Are our medical records being sold off to profit-hungry corporations?

For years, we have all enjoyed the fact that we could trust that our medical details will be treated as confidential by clinicians.  But now as our NHS is being converted into a system that exists more to help generate profit for private corporations than to provide a public service – should we start to be concerned about our personal data?

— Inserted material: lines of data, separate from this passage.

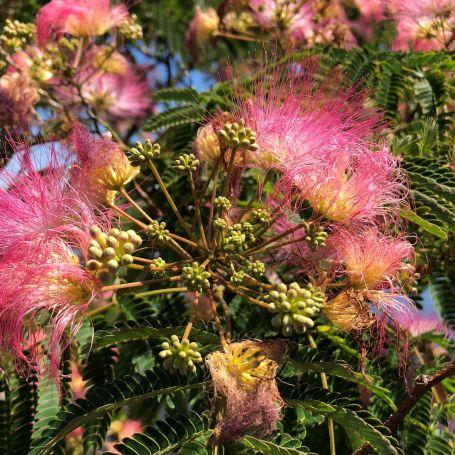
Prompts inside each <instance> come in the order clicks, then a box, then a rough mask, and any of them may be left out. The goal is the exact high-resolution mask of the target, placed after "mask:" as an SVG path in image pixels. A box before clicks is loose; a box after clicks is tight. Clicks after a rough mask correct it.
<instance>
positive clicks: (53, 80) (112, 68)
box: [0, 0, 151, 128]
mask: <svg viewBox="0 0 455 455" xmlns="http://www.w3.org/2000/svg"><path fill="white" fill-rule="evenodd" d="M137 28H138V25H137V24H136V23H135V22H134V17H133V16H130V15H129V13H128V11H127V9H126V7H125V6H124V5H122V4H120V5H116V6H114V5H111V2H110V0H74V1H67V0H52V1H50V2H49V3H47V4H46V5H44V6H43V7H42V8H41V9H40V10H39V12H38V15H37V18H36V27H35V26H34V24H22V23H20V22H17V21H16V22H12V21H10V22H9V23H8V24H7V27H6V28H5V29H4V33H3V35H1V37H0V46H1V47H2V52H3V54H6V55H8V58H7V62H8V63H9V64H8V65H7V66H6V70H5V74H4V75H3V76H1V77H0V97H1V101H2V102H1V105H2V109H1V110H0V118H2V119H3V120H4V121H3V123H8V124H11V125H18V124H19V125H21V126H23V125H26V124H28V123H31V122H36V120H37V114H36V111H35V107H36V105H37V104H38V103H39V102H40V101H42V102H44V103H48V104H51V105H52V107H53V108H54V109H56V112H57V113H58V114H59V115H60V117H61V118H62V119H64V120H66V121H67V119H68V118H69V115H68V114H70V116H71V115H81V114H82V113H84V115H89V117H91V118H92V119H94V121H96V122H98V125H99V124H100V122H106V121H107V122H112V123H113V124H115V125H116V126H118V127H121V128H125V127H130V126H131V123H132V122H138V121H140V120H141V119H143V118H144V117H145V116H146V115H147V113H149V112H150V109H151V98H150V95H149V86H148V82H147V80H146V79H145V77H144V76H143V75H142V72H141V70H140V68H138V67H137V66H136V65H134V64H132V63H130V62H129V61H128V60H127V59H126V58H125V57H124V55H123V54H122V53H120V52H119V44H120V42H121V39H131V40H134V39H137V37H138V36H139V35H138V31H137ZM139 31H140V30H139ZM114 32H116V33H115V34H114ZM106 33H111V34H113V39H110V40H109V41H108V43H107V44H106V45H103V44H99V40H97V39H96V38H98V37H100V36H104V35H105V34H106Z"/></svg>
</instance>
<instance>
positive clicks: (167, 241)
mask: <svg viewBox="0 0 455 455" xmlns="http://www.w3.org/2000/svg"><path fill="white" fill-rule="evenodd" d="M147 234H148V236H149V238H150V239H151V240H156V241H158V242H163V243H164V242H168V241H169V240H170V239H171V238H170V236H169V231H168V230H167V229H166V223H165V222H164V221H162V222H161V223H160V222H158V221H156V220H154V221H153V222H152V223H150V224H149V225H148V227H147Z"/></svg>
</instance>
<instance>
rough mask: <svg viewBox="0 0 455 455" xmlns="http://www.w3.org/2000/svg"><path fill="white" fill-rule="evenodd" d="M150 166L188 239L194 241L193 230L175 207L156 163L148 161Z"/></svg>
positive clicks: (177, 209) (166, 198) (160, 186)
mask: <svg viewBox="0 0 455 455" xmlns="http://www.w3.org/2000/svg"><path fill="white" fill-rule="evenodd" d="M148 165H149V167H150V169H151V171H152V172H153V175H154V176H155V179H156V181H157V182H158V185H159V186H160V188H161V191H162V192H163V194H164V196H165V197H166V200H167V202H168V203H169V205H170V206H171V209H172V211H173V212H174V214H175V216H176V217H177V219H178V220H179V222H180V224H181V226H182V227H183V229H184V230H185V232H186V233H187V235H188V237H189V238H190V239H192V240H194V238H193V235H192V234H191V229H190V228H189V226H188V224H187V223H186V221H185V220H184V219H183V217H182V215H181V214H180V211H179V209H178V208H177V206H176V205H175V202H174V200H173V199H172V196H171V195H170V194H169V191H168V190H167V188H166V185H165V184H164V182H163V179H162V178H161V176H160V173H159V172H158V169H157V168H156V166H155V163H154V162H153V161H152V160H148Z"/></svg>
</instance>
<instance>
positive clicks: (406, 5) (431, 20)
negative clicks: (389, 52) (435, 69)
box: [388, 0, 455, 51]
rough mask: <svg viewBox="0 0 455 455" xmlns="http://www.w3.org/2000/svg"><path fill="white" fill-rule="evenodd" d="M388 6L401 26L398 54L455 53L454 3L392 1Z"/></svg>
mask: <svg viewBox="0 0 455 455" xmlns="http://www.w3.org/2000/svg"><path fill="white" fill-rule="evenodd" d="M388 4H389V8H390V10H391V12H392V14H393V17H394V18H395V20H396V22H397V36H396V38H395V40H394V42H393V44H392V46H393V49H394V50H400V51H406V50H416V51H431V50H441V49H446V48H448V49H450V50H453V49H455V42H454V39H453V38H454V27H455V1H454V0H415V1H413V2H402V1H399V0H389V1H388Z"/></svg>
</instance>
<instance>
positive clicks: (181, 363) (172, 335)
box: [159, 335, 202, 375]
mask: <svg viewBox="0 0 455 455" xmlns="http://www.w3.org/2000/svg"><path fill="white" fill-rule="evenodd" d="M161 347H162V349H163V350H162V351H160V353H159V356H160V357H161V358H162V359H164V361H163V366H164V368H166V370H169V371H170V372H171V373H175V372H179V373H180V374H182V375H183V374H186V373H196V365H195V363H201V362H202V355H201V353H200V352H199V351H198V350H197V349H198V345H197V343H195V342H190V341H189V340H187V339H185V340H182V341H179V337H178V336H177V335H172V336H171V339H170V340H168V341H165V342H164V343H162V345H161Z"/></svg>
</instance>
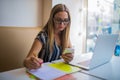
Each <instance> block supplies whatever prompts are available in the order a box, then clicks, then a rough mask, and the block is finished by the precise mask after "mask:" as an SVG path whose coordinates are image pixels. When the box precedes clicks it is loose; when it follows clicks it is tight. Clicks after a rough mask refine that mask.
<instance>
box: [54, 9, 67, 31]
mask: <svg viewBox="0 0 120 80" xmlns="http://www.w3.org/2000/svg"><path fill="white" fill-rule="evenodd" d="M68 24H69V18H68V14H67V12H65V11H61V12H58V13H57V14H55V17H54V27H55V31H57V32H60V31H63V30H64V29H65V28H66V27H67V25H68Z"/></svg>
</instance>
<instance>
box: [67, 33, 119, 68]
mask: <svg viewBox="0 0 120 80" xmlns="http://www.w3.org/2000/svg"><path fill="white" fill-rule="evenodd" d="M118 36H119V35H118V34H108V35H98V38H97V40H96V44H95V48H94V51H93V52H92V56H91V58H89V59H87V60H84V61H81V59H82V58H83V57H81V56H76V57H74V59H73V60H72V61H71V62H70V63H69V64H71V65H74V66H78V67H80V68H83V69H86V70H91V69H94V68H96V67H98V66H101V65H103V64H105V63H107V62H109V61H110V60H111V58H112V55H113V53H114V49H115V46H116V42H117V39H118ZM87 54H90V53H87Z"/></svg>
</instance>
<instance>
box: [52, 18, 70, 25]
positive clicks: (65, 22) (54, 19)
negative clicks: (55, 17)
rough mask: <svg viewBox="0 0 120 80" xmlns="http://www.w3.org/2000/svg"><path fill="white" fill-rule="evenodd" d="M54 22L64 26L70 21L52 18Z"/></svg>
mask: <svg viewBox="0 0 120 80" xmlns="http://www.w3.org/2000/svg"><path fill="white" fill-rule="evenodd" d="M54 22H55V23H56V24H62V23H63V24H64V25H67V24H68V23H69V22H70V20H69V19H68V18H66V19H64V20H63V19H61V18H54Z"/></svg>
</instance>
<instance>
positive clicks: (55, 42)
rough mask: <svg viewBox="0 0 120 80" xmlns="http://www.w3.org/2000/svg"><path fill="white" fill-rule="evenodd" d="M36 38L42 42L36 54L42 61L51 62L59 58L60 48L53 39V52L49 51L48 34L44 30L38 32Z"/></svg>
mask: <svg viewBox="0 0 120 80" xmlns="http://www.w3.org/2000/svg"><path fill="white" fill-rule="evenodd" d="M36 39H38V40H39V41H41V42H42V43H43V46H42V49H41V50H40V52H39V54H38V57H39V58H41V59H43V61H44V62H51V61H54V60H58V59H60V55H61V54H62V51H61V48H60V47H59V46H58V45H57V43H56V42H55V40H54V45H53V52H52V53H50V49H49V45H48V44H47V40H48V35H47V33H46V32H45V31H41V32H39V34H38V35H37V37H36Z"/></svg>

The private sector has become entrenched into our healthcare system and not just in terms of the private corporations who deliver healthcare.  The big money exists for the corporations who look at management, strategies, information technology and financial planning.  Then there are the corporations who are responsible for running the entire health and social care provision for any one area as Integrated Care Providers.  Numerous people have made claims that these organisations’ strategies will often turn out to be designed to keep their profits flowing.  It’s all a long way off from the public service that offered efficient and equitable healthcare that was free at the point of need to us all.

Maximising profits for the big corporations is being prioritised over giving us the best healthcare services possible. So as our needs are being sacrificed to fuel profit how can we be sure that our right to confidentiality of our personal medical records is not also being sacrificed?  Personal data is a profit source.  If the big corporations can get hold of that data they can use it to maximise their profits.

I initially started thinking about this when I heard about GPs being asked to sign up to Primary Care Networks (PCN).   Even if a GP had refused to sign up to the PCN their patient list would still be handed over to the PCN.  I felt very angry about the prospect of PCNs being set up for many reasons, but I didn’t like to think they would have access to my medical notes held at my GP surgery.

Some time ago I had, like many others, filled in a form at my GP surgery to request that my personal records are not shared with anyone beyond those involved in my personal care. Although a different type of opt-out of data sharing now exists patients are still entitled to request that their data is not used for anything other than their own care.  But, as our NHS has been transformed into a huge and complex structure involving many private corporations on every level, as well as the state, it would be easy to excuse all data sharing as being relevant to a person’s care.

It is law that all health and social care organisations must share information with each other about patients they are caring for.  When information about you is shared they will identify you by using your NHS number.  You can read more about data sharing within the NHS by following this link.

Personally I feel I have little confidence that my personal medical records will not be used or shared with anyone other than for the purposes of my own care.  But the Information Commissioner’s Office has picked up on this case where personal data on mothers and new babies was sold to third parties.  We can feel reassured that the ICO picked this up or feel concerned that it even happened.  Either way we need to acknowledge that the motivation for the misuse of personal medical records is inherent in our NHS.